A importância da educação financeira na vida do cidadão
Enviada em 21/10/2019
Segundo a Declaração Universal dos Direitos Humanos, publicada em 1948, todo indivíduo tem direito ao bem-estar. No entanto, uma parcela da população brasileira não está usufruindo desse direito na prática, uma vez que, até abril de 2019, segundo o site uol, aproximadamente 40% da população adulta brasileira encontrava-se com o Cadastro de Pessoa Física negativado, comprometendo, portanto, sua qualidade de vida. Desse modo, é importante analisar os fatores que contribuem com essa problemática.
Em primeira análise, é válido destacar que raras são as pessoas que possuem conhecimento financeiro básico para viver bem no sistema econômico predominante no mundo, o capitalismo. Nesse sentido, atrelado ao desenvolvimento das tecnologias de informação, o aumento de ofertas e facilidades em adquirir os mais diversos produtos ocasiona um consumo desenfreado que, na maioria das vezes, é realizado em excesso e sem um planejamento adequado, corroborando com o aumento das dívidas mensais e, consequentemente, com a inadimplência. Diante disso, a educação financeira é uma excelente ferramenta, uma vez que proporciona ao indivíduo optar por escolhas conscientes, além de evitar que transtornos mentais, como por exemplo, a ansiedade e o estresse, sejam causados e comprometam a qualidade de vida do cidadão.

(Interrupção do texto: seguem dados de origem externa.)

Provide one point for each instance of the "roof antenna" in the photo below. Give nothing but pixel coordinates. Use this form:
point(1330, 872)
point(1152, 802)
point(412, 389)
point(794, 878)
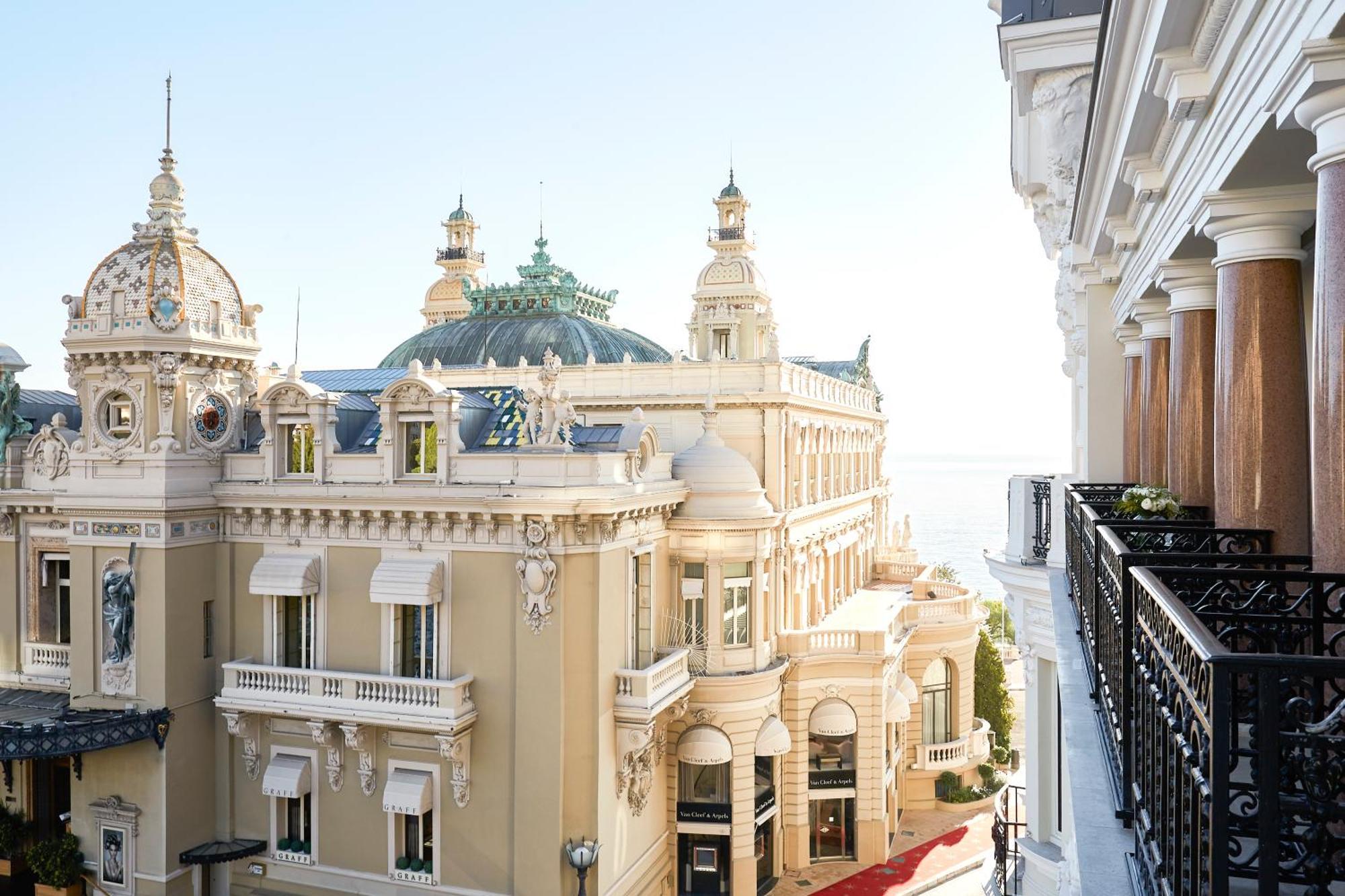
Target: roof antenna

Outrossim, segundo o filósofo Sêneca a educação exige maiores cuidados, pois influi sobre a vida toda. No entanto, o Estado não proporciona para a população um sistema educandário de qualidade e, com isso, as pessoas não conseguem desenvolver capacidades e habilidades fundamentais para o aprimoramento do senso crítico. Nesse contexto, a má formação contribui para que os indivíduos se tornem mais vulneráveis e tenham dificuldade em analisar com eficiência os riscos causados por uma escolha sem a devida criticidade. Logo, por meio de uma boa orientação o cidadão poderá optar por uma alternativa que lhe trará benefícios e que não comprometa o seu futuro financeiro.
Portanto, é necessário que medidas sejam realizadas com o objetivo de atenuar a problemática. Para isso cabe ao Ministério da Educação, implementar no currículo escolar do ensino fundamental e médio, conteúdos que promovam a educação financeira aos alunos, por meio da integração de diversas disciplinas como história, matemática e sociologia, por meio de situações problemas atreladas ao cotidiano, que possam promover o debate em grupo e a resolutividade eficaz do problema abordado. Dessa maneira, educar sob o olhar da educação financeira contribuirá para a formação de cidadãos com mais autonomia e criticidade, além de que a sociedade poderá se adequar de forma satisfatória aos princípios da Declaração Universal dos Direitos Humanos.